In [3]:
import numpy as np
import matplotlib.pyplot as plt
from sklearn.datasets import fetch_lfw_people
from sklearn.svm import SVC
from sklearn.decomposition import PCA
from sklearn.pipeline import make_pipeline
from sklearn.model_selection import train_test_split
from sklearn.model_selection import GridSearchCV

## Face Recognition (from Python Data Science Handbook by Jake VanderPlas)

As an example of support vector machines in action, let's take a look 
at the facial recognition problem.  We will use the Labeled Faces in 
the Wild dataset, which consists of several thousand collated photos 
of various public figures.  A fetcher for the dataset is built into 
]Scikit-Learn:

In [4]:
# Load the raw dataset
faces_raw_data = fetch_lfw_people(min_faces_per_person=70)
#print("Target Variable -- ",faces_raw_data.target_names)
#print("Shape -- ", faces_raw_data.images.shape)
#print("Shape of one image ", faces_raw_data.images[0].shape)

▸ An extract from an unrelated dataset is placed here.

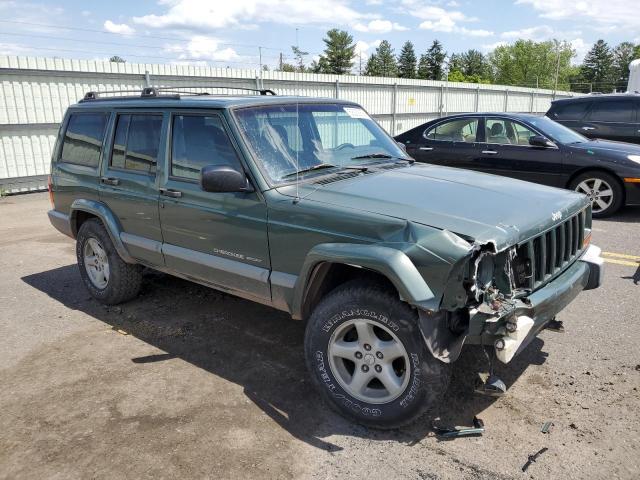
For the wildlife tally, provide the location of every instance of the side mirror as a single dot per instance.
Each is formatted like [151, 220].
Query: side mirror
[223, 178]
[540, 141]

ValueError: min_faces_per_person=70 is too restrictive

In [None]:
# Plot a face to see what we are working with

In [None]:
fig, ax = plt.subplots(1)
ax.imshow(faces_raw_data.images[0], cmap='bone')
ax.set(xticks=[], yticks=[])
xlabel=faces_raw_data.target_names[faces_raw_data.target[0]]
ax.set_xlabel(xlabel=xlabel)

Each image contains [62×47] or nearly 3,000 pixels.
We could proceed by simply using each pixel value as a feature, but often it is more effective to use some sort of preprocessor to extract more meaningful features; here we will use a principal component analysis (we will learn about PCA later) to extract 150 fundamental components to feed into our support vector machine classifier.
We can do this most straightforwardly by packaging the preprocessor and the classifier into a single pipeline:

In [None]:
pca = PCA(n_components=150, whiten=True, random_state=42)
svc = SVC(kernel='rbf', class_weight='balanced')
model = make_pipeline(pca, svc)

In [None]:
# Create a Test/Training Set
(X_train, X_test, y_train,  y_test ) = \
    train_test_split(faces_raw_data.data, faces_raw_data.target, \
                     random_state=42)
print("Training Shapes: ", X_train.shape, y_train.shape)
print("Testing Shapes: ", X_test.shape, y_test.shape)

In [None]:
# Grid Search
parameters = { 
    'svc__C':[1, 5, 10, 50],
    'svc__gamma': [0.0001, 0.0005, .001, .005 ]}

grid_1 = GridSearchCV(model, param_grid=parameters, verbose=5)
grid_1.fit(X_train,y_train)
print("Best Score is ", grid_1.best_score_)
print("Best estimator is ", grid_1.best_estimator_)
print("Best params is ", grid_1.best_params_)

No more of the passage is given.